Hamouri arrived in Paris on Sunday morning, an AFP correspondent said, where he was welcomed by his wife Elsa, politicians, NGO representatives and supporters at the French capital’s Charles de Gaulle airport.

“We condemn today the Israeli authorities’ decision, against the law, to expel Salah Hamouri to France,” the French foreign ministry said in a statement.

Israel’s interior ministry said earlier on Sunday Hamouri was deported “following Interior Minister Ayelet Shaked’s decision to withdraw his residency status.”

Hamouri, 37, had been held under a controversial practice known as administrative detention, which allows suspects to be detained for renewable periods of up to six months.

The supporters said Hamouri’s deportation from his birthplace by an “occupying power” was illegal.

The French foreign ministry said Paris had been “fully mobilized, including at the highest level of the state, to ensure Salah Hamouri’s rights are respected, that he benefits from all possible assistance and that he can lead a normal life in Jerusalem, where he was born, resides and wishes to live.”

“France also took several steps to communicate to the Israeli authorities in the clearest way its opposition to this expulsion of a Palestinian resident of East Jerusalem, an occupied territory under the Fourth Geneva Convention,” it added.
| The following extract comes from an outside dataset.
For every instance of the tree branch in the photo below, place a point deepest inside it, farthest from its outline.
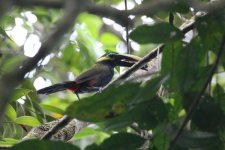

On his arrival, his supporters unfurled a banner saying “Welcome Salah” and some carried Palestinian flags. Around a dozen police officers were also at the airport.

“It’s a happy day for a family reunited but for the Palestinian people, it’s a sad day,” Amnesty International’s France chief, Jean-Claude Samouiller, said.

He described the expulsion as a “crime of apartheid.”